- Born: 15 October 1894 Melbourne, Australia
- Died: 28 April 1941 (aged 46) Alexandria, Egypt
- Allegiance: Australia
- Branch: Australian Army
- Rank: Brigadier
- Service number: VX13755
- Conflicts: First World War Second World War
- Education: Royal Military College, Duntroon
- Spouse: Ethyl Kate Petterd

= Basil Andrew =

Australian Army officer

Brigadier Basil John Andrew (15 October 1894 – 28 April 1941) was an officer in the Australian Army during both the First and Second World Wars. He was the Deputy Adjutant-General of I Australian Corps in Greece, before he died in Alexandria, Egypt, of a heart attack.

==Early years==
Andrew was born in Melbourne, Victoria, on 15 October 1894, the son of John Arthur and Catherine Mary Andrew of Launceston, Tasmania. Educated at Scotch College, Launceston, upon graduation he entered the Royal Military College, Duntroon as an Australian Army officer cadet.

==Military career==
Andrew was commissioned as an officer after the outbreak of the First World War, and was attached to the 12th Battalion of the Australian Imperial Force for active service overseas. By the war's end he had been promoted to captain.
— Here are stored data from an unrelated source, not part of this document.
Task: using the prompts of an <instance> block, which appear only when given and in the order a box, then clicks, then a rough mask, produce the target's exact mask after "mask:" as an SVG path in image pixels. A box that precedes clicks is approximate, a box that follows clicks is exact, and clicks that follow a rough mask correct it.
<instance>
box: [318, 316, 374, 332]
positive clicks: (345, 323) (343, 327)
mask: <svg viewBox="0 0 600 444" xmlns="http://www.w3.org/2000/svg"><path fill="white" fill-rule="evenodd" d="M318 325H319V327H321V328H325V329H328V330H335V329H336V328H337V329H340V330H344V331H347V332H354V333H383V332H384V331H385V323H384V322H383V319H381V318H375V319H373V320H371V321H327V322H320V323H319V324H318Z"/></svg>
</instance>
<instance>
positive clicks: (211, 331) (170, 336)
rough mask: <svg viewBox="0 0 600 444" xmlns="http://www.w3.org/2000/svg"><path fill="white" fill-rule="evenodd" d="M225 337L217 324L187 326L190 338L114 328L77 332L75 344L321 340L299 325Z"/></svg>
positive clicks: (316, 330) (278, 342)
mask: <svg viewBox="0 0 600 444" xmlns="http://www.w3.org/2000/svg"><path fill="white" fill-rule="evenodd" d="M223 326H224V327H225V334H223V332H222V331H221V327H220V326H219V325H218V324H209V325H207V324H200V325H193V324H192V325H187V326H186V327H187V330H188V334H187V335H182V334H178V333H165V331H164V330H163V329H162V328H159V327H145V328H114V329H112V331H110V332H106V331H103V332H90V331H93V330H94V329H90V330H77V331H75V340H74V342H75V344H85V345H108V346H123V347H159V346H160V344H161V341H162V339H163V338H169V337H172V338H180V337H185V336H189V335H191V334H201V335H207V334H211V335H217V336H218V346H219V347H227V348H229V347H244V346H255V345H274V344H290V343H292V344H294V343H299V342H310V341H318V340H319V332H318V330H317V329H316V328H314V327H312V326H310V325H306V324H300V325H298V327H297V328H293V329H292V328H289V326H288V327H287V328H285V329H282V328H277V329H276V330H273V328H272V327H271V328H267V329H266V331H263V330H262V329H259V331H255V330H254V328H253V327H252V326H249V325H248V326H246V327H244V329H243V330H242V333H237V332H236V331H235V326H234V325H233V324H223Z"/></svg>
Upon returning to Australia, Andrew was stationed at Launceston, then Western Australia, South Australia and Victoria. With the outbreak of the Second World War, he served with the Australian Staff Corps.

==Personal life==
Andrew married Ethyl Kate Petterd. On 28 April 1941, he died of a heart attack and was survived by his wife Ethyl and his son John.